Plus si affinités ?
(POV Harry)
Une semaine s'est écoulée depuis que je suis remonté de la cave. Hors contexte, ça ferait une phrase bizarre, non ?
Grâce à ma perception, mon monde s'élargit. Sentir l'autre côté à révéler des odeurs de mon côté. Mon linge me dit à présent que faire une lessive serait pas mal !
Quand Draco travaille, j'explore ma pièce. Au début, s'en était l'exact reflet mais peu à peu ma chambre s'est altérée. Je crois que Draco perçoit les changements. Donc, comme lui, j'ai une fenêtre qui donne sur l'extérieur mais ça semble flou. J'ai essayé de l'ouvrir, ça ne marche pas. Pareil pour la porte. A moins que je n'ai peur de l'ouvrir. Je n'ai pas besoin que l'air circule, je suis mort. Je n'ai jamais faim ni soif. Ni sommeil d'ailleurs pourtant, la nuit je m'allonge comme lui après l'avoir longuement observé. Une espèce de lassitude m'envahit et mon esprit s'absente quelques minutes, quelques heures, qu'en sais-je ?
Amis.
Nous sommes amis et le pire, c'est que cela semble sincère. Il… ça me tue de le dire, mais je suis déjà mort alors soyons fous, il me plairait presque.
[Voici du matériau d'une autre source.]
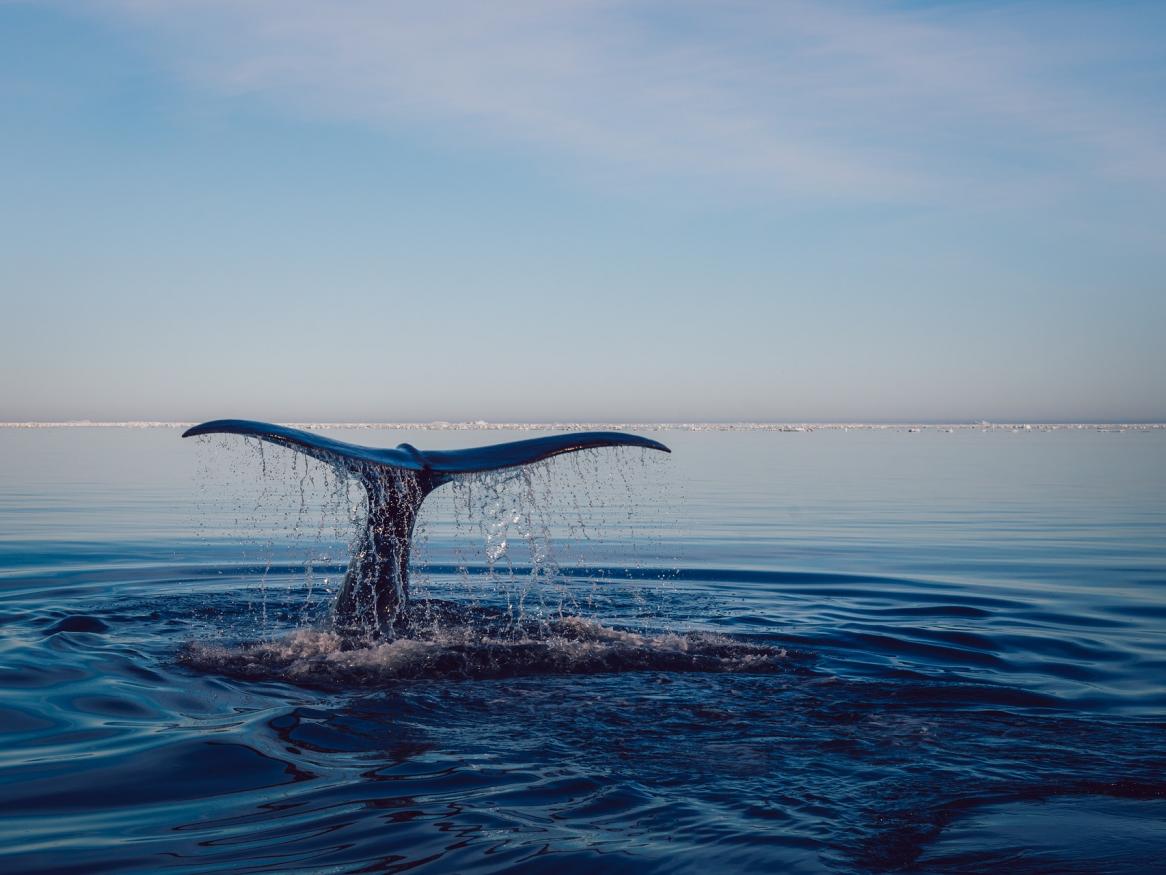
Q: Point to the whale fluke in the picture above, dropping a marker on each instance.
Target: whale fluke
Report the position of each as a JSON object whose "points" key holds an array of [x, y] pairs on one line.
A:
{"points": [[376, 587]]}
A propos de ça, j'ai déjà entendu une femme venir ici mais c'est resté vague, c'était au tout début de notre « cohabitation » et je ne l'ai jamais revue. Ni entendue d'ailleurs. C'est sa copine ? Peut-être qu'il la voit en dehors de son appartement pour être tranquille.
Ce soir, je le trouve bien agité…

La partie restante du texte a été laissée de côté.